You know that John Cale song, "Fear is a Man's Best Friend"?

Standing waiting for a man to show
Wide eyed one eye fixed on the door
This waiting's killing me, it's wearing me down
Day in day out, my feet are burning holes in the ground

Darkness warmer than a bedroom floor
Want someone to hold me close forever more
I'm a sleeping dog, but you can't tell
When I'm on the prowl you'ld better run like hell
You know it makes sense, don't even think about it
Life and death are just things you do when you're bored
Say fear's a man's best friend
You add it up it brings you down

It's a good song. Teaching classes brings it to mind.

I've found two main ways to be when teaching -- two ways that I am when I teach for the library.

One is -- I project my toughness, my hard skin, my mean eyes out into the crowd. I project a slight disdain for my students. I send an armored voice out against the back walls, and it bounces around like a gunhappy-sonofabitch. A student slides in her seat, sneaks a chuckle with a pal, sighs too loud -- I grow more distant, more disgusted, ever more tired. You don't need me? Well you'd be wrong, sisters and brothers, to think I need you. I know this already, and I'm doing you a favor by being here. I'm the guy you need to talk to. I'm master-control.

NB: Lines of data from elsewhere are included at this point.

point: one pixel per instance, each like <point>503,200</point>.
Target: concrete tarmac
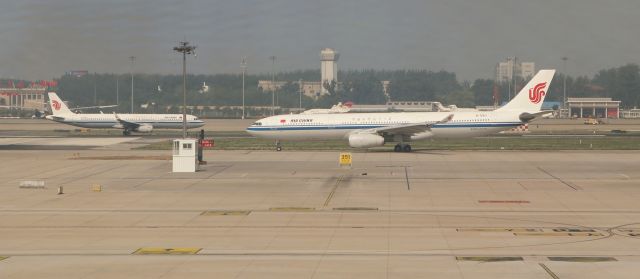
<point>265,214</point>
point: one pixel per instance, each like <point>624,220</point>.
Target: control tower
<point>328,67</point>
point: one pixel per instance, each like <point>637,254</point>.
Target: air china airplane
<point>364,130</point>
<point>142,123</point>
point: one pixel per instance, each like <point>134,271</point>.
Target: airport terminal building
<point>593,108</point>
<point>23,98</point>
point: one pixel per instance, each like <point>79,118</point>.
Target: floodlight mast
<point>185,49</point>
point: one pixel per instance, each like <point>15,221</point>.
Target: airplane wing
<point>409,129</point>
<point>526,117</point>
<point>127,124</point>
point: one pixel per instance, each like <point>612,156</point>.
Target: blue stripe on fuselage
<point>343,127</point>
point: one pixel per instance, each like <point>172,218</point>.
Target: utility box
<point>185,155</point>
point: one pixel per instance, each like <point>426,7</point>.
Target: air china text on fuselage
<point>363,130</point>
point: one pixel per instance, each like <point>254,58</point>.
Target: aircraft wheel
<point>406,148</point>
<point>397,148</point>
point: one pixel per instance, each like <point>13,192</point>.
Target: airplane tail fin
<point>532,95</point>
<point>58,107</point>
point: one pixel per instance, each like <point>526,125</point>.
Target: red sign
<point>206,143</point>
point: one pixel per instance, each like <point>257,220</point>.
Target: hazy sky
<point>43,39</point>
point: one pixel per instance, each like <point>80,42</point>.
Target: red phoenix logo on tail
<point>537,92</point>
<point>55,104</point>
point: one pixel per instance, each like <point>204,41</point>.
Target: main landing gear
<point>402,147</point>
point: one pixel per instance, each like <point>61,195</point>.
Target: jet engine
<point>365,140</point>
<point>422,136</point>
<point>144,128</point>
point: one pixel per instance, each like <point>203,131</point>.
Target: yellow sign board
<point>345,159</point>
<point>166,251</point>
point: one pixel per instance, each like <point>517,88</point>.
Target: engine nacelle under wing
<point>144,128</point>
<point>365,140</point>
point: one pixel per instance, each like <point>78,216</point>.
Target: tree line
<point>359,86</point>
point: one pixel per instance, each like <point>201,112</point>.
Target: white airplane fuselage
<point>97,121</point>
<point>341,125</point>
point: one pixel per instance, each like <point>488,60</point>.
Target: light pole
<point>515,78</point>
<point>300,89</point>
<point>117,92</point>
<point>273,83</point>
<point>243,65</point>
<point>564,83</point>
<point>510,76</point>
<point>185,49</point>
<point>133,59</point>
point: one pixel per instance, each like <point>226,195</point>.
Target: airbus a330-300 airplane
<point>142,123</point>
<point>364,130</point>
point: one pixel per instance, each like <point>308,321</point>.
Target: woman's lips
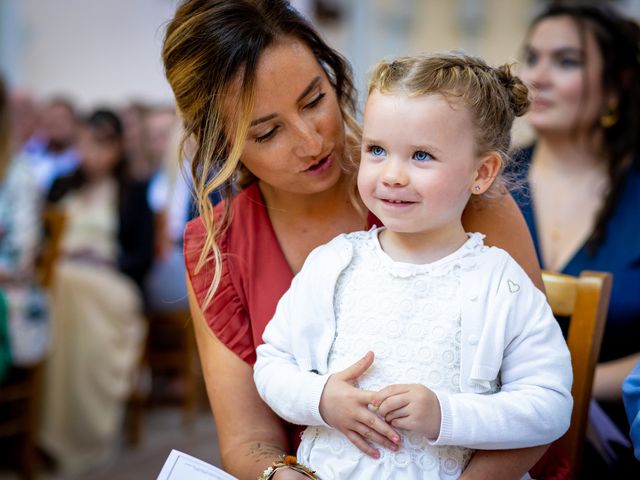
<point>320,167</point>
<point>540,104</point>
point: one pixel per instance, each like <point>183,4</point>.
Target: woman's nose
<point>309,141</point>
<point>536,76</point>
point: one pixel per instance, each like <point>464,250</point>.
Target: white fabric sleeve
<point>294,394</point>
<point>533,406</point>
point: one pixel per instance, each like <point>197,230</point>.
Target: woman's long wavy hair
<point>210,45</point>
<point>618,41</point>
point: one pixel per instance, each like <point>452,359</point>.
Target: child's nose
<point>394,173</point>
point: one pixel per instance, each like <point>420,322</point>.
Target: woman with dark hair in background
<point>271,110</point>
<point>106,250</point>
<point>24,320</point>
<point>582,63</point>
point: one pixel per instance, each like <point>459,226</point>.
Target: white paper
<point>180,466</point>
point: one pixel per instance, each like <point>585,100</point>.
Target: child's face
<point>418,163</point>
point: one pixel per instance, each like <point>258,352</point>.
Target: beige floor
<point>163,431</point>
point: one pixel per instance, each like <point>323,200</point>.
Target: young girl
<point>467,352</point>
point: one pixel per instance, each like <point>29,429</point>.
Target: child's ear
<point>486,173</point>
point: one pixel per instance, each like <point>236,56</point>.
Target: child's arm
<point>534,404</point>
<point>631,397</point>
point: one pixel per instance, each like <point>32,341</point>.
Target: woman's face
<point>98,153</point>
<point>564,75</point>
<point>296,141</point>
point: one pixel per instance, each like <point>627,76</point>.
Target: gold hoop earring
<point>610,118</point>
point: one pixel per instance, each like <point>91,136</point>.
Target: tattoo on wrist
<point>265,451</point>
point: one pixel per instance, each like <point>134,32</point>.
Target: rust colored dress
<point>255,274</point>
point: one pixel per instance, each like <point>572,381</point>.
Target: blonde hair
<point>210,47</point>
<point>493,96</point>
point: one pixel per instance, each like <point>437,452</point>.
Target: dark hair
<point>209,45</point>
<point>108,127</point>
<point>618,40</point>
<point>5,136</point>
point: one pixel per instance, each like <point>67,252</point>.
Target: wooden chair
<point>170,353</point>
<point>20,393</point>
<point>585,300</point>
<point>53,221</point>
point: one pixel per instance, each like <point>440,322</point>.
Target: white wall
<point>95,51</point>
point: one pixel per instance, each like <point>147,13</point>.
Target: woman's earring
<point>610,118</point>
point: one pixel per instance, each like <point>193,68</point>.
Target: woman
<point>106,250</point>
<point>24,319</point>
<point>582,63</point>
<point>271,108</point>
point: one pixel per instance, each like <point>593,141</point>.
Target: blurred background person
<point>51,151</point>
<point>96,299</point>
<point>132,116</point>
<point>583,180</point>
<point>24,320</point>
<point>25,115</point>
<point>171,199</point>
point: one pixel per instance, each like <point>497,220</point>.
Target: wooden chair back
<point>21,390</point>
<point>53,221</point>
<point>585,300</point>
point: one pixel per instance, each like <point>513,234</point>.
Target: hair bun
<point>518,91</point>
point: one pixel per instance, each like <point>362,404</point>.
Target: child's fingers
<point>393,403</point>
<point>405,422</point>
<point>379,396</point>
<point>351,373</point>
<point>373,422</point>
<point>361,444</point>
<point>372,436</point>
<point>397,414</point>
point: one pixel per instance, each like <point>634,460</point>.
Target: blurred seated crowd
<point>113,175</point>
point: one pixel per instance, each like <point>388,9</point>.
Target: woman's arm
<point>250,435</point>
<point>501,221</point>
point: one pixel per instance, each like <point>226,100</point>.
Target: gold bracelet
<point>287,461</point>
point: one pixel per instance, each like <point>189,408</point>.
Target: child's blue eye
<point>376,150</point>
<point>421,156</point>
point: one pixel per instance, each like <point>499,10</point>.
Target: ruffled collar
<point>459,259</point>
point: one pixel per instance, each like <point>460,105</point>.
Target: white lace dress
<point>409,316</point>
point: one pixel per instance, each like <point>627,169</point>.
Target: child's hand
<point>345,408</point>
<point>410,407</point>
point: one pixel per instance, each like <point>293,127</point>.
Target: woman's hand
<point>410,407</point>
<point>288,474</point>
<point>345,408</point>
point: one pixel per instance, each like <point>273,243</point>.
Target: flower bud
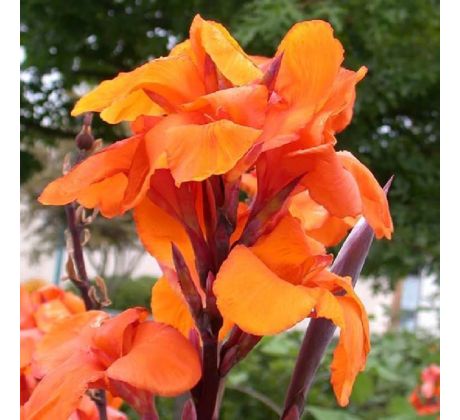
<point>85,138</point>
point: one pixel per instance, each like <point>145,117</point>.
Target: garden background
<point>65,50</point>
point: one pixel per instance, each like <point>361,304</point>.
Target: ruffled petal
<point>208,37</point>
<point>170,307</point>
<point>157,230</point>
<point>311,61</point>
<point>317,222</point>
<point>59,393</point>
<point>195,152</point>
<point>289,253</point>
<point>161,361</point>
<point>173,78</point>
<point>65,338</point>
<point>48,313</point>
<point>130,107</point>
<point>351,352</point>
<point>256,299</point>
<point>112,336</point>
<point>110,205</point>
<point>109,161</point>
<point>327,181</point>
<point>245,105</point>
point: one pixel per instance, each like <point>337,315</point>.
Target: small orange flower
<point>127,355</point>
<point>425,398</point>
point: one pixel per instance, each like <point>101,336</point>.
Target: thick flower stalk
<point>237,190</point>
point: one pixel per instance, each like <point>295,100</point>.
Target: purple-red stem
<point>209,385</point>
<point>349,262</point>
<point>83,285</point>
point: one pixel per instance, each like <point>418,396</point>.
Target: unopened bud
<point>85,138</point>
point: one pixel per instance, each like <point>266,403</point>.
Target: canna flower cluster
<point>425,398</point>
<point>237,190</point>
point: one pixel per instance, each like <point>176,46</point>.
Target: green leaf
<point>331,414</point>
<point>363,388</point>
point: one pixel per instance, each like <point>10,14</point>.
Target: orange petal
<point>375,203</point>
<point>327,181</point>
<point>245,105</point>
<point>289,253</point>
<point>130,107</point>
<point>29,338</point>
<point>343,98</point>
<point>311,61</point>
<point>333,230</point>
<point>49,313</point>
<point>245,287</point>
<point>73,302</point>
<point>351,352</point>
<point>161,361</point>
<point>65,338</point>
<point>157,230</point>
<point>195,152</point>
<point>111,338</point>
<point>174,78</point>
<point>27,309</point>
<point>317,222</point>
<point>107,195</point>
<point>311,214</point>
<point>212,38</point>
<point>59,393</point>
<point>169,307</point>
<point>109,161</point>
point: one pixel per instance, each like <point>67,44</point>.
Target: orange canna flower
<point>207,121</point>
<point>288,266</point>
<point>127,355</point>
<point>426,397</point>
<point>41,306</point>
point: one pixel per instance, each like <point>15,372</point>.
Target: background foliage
<point>381,392</point>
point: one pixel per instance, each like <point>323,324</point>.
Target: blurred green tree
<point>67,49</point>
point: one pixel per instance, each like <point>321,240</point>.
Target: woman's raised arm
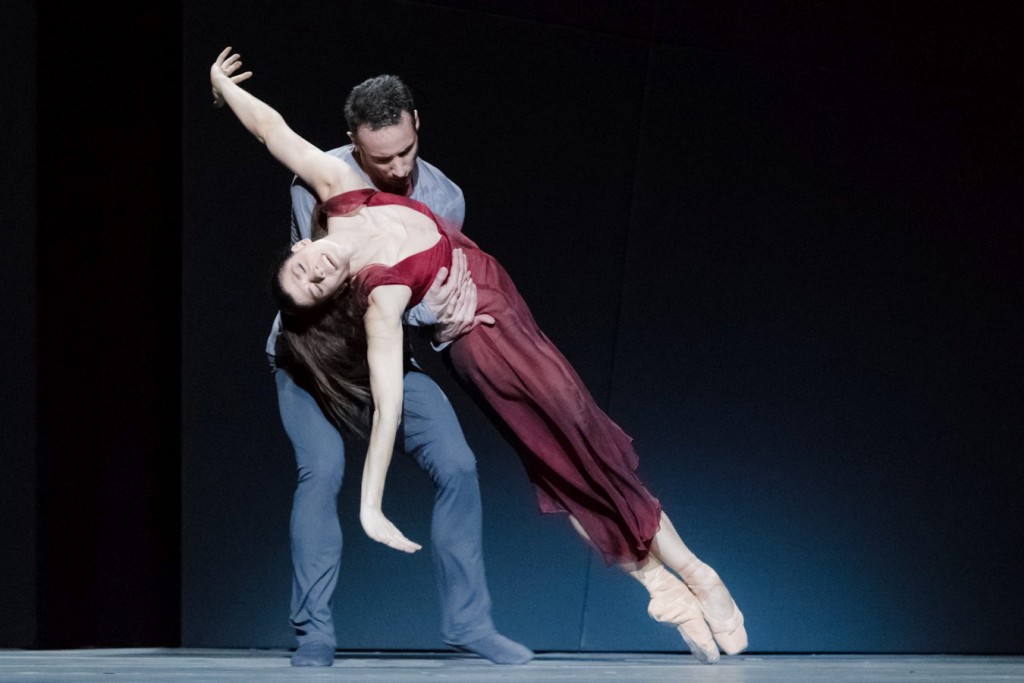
<point>326,174</point>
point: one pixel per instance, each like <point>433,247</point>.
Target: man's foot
<point>313,654</point>
<point>499,649</point>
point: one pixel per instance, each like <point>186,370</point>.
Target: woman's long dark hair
<point>326,352</point>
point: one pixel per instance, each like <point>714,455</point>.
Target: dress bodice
<point>417,270</point>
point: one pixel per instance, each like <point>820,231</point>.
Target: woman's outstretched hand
<point>381,529</point>
<point>222,72</point>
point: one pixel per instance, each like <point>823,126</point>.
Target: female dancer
<point>343,298</point>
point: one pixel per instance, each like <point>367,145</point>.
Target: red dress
<point>580,461</point>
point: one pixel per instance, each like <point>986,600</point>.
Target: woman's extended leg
<point>671,603</point>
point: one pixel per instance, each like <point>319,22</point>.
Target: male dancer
<point>383,127</point>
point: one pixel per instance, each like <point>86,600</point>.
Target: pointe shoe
<point>673,604</point>
<point>729,633</point>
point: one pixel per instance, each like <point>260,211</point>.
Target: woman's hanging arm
<point>384,353</point>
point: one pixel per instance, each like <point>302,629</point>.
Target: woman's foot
<point>720,610</point>
<point>673,604</point>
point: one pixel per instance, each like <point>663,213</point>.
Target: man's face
<point>388,155</point>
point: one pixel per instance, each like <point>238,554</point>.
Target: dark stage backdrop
<point>781,246</point>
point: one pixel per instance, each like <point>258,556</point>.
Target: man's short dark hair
<point>378,102</point>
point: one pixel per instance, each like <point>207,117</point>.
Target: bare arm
<point>384,352</point>
<point>326,174</point>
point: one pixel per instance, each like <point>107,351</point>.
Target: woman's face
<point>313,271</point>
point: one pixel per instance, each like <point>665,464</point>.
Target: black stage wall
<point>780,244</point>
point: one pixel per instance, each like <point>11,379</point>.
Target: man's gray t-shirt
<point>429,185</point>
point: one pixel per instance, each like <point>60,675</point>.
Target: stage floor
<point>214,666</point>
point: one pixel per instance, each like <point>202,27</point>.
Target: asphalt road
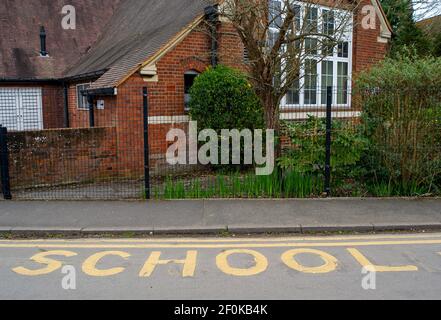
<point>344,267</point>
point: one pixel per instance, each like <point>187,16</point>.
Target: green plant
<point>222,98</point>
<point>309,147</point>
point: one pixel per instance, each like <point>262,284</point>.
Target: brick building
<point>120,46</point>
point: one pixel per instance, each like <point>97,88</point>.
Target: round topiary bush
<point>222,98</point>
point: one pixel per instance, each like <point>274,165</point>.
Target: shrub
<point>402,117</point>
<point>222,98</point>
<point>309,147</point>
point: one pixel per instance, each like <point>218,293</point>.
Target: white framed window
<point>82,103</point>
<point>323,65</point>
<point>21,108</point>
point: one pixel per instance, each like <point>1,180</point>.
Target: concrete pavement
<point>215,216</point>
<point>344,267</point>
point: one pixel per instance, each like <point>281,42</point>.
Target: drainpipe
<point>212,15</point>
<point>43,50</point>
<point>66,105</point>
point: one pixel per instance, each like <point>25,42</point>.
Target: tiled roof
<point>138,30</point>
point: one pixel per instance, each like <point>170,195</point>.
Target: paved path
<point>407,267</point>
<point>214,216</point>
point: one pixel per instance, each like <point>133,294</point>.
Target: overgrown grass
<point>239,185</point>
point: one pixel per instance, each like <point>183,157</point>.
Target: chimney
<point>43,51</point>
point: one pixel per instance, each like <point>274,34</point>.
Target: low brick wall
<point>62,156</point>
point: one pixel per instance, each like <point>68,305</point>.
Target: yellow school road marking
<point>227,240</point>
<point>220,246</point>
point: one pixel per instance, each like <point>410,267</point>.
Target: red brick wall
<point>367,50</point>
<point>166,98</point>
<point>62,156</point>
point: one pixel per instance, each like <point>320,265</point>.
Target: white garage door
<point>21,109</point>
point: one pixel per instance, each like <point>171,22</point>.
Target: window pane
<point>310,81</point>
<point>293,95</point>
<point>81,99</point>
<point>328,48</point>
<point>275,10</point>
<point>297,17</point>
<point>342,83</point>
<point>328,22</point>
<point>343,50</point>
<point>327,78</point>
<point>311,46</point>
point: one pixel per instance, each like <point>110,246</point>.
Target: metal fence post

Two is -- I see the humor in this situation. I breathe from my center, my belly, and I chuckle plenty. I look them each in eye, and move spontaneously, like I would in my kitchen. This is just a set of tools, and it's very far from personal. Stick with me for an hour, and let's learn how to find information. I'm a messenger. I'm nearly, actually, in the way of the message. I get over myself, quit hanging loose in the doorway, let the information about the information come through as clearly as it may. Better if you don't even notice me. So: right from the center, and with humor if at all. You've got it; you're a smart mob.

So that's the ways it is with me. I like the latter, better. The former cranks up as defensive maneuvering when I feel nervous (and I feel nervous lots when I'm up in front of a crowd). The key to calling that second attitude in is to slow down, breathe from my belly, and, as best I can, try to be centered in the here and now.

I can be the bearded alpha primate commanding attention, demanding understanding from my audience -- or I can just act from my center, be myself, accept the nervousness enough to realize that there are far more important things happening in the room. These students are learning how to use their library, and some for the first time. This is it. Here and now. The only way I can be attentive enough to meet this need is to get out of the way a little more. Play a little, if it takes that, to deflate my own fears and let these people learn.

--

Watching: John Cale: Fear (Is a Man's Best Friend)
Reading: Libraryola:"Opaque to the Untrained Eye."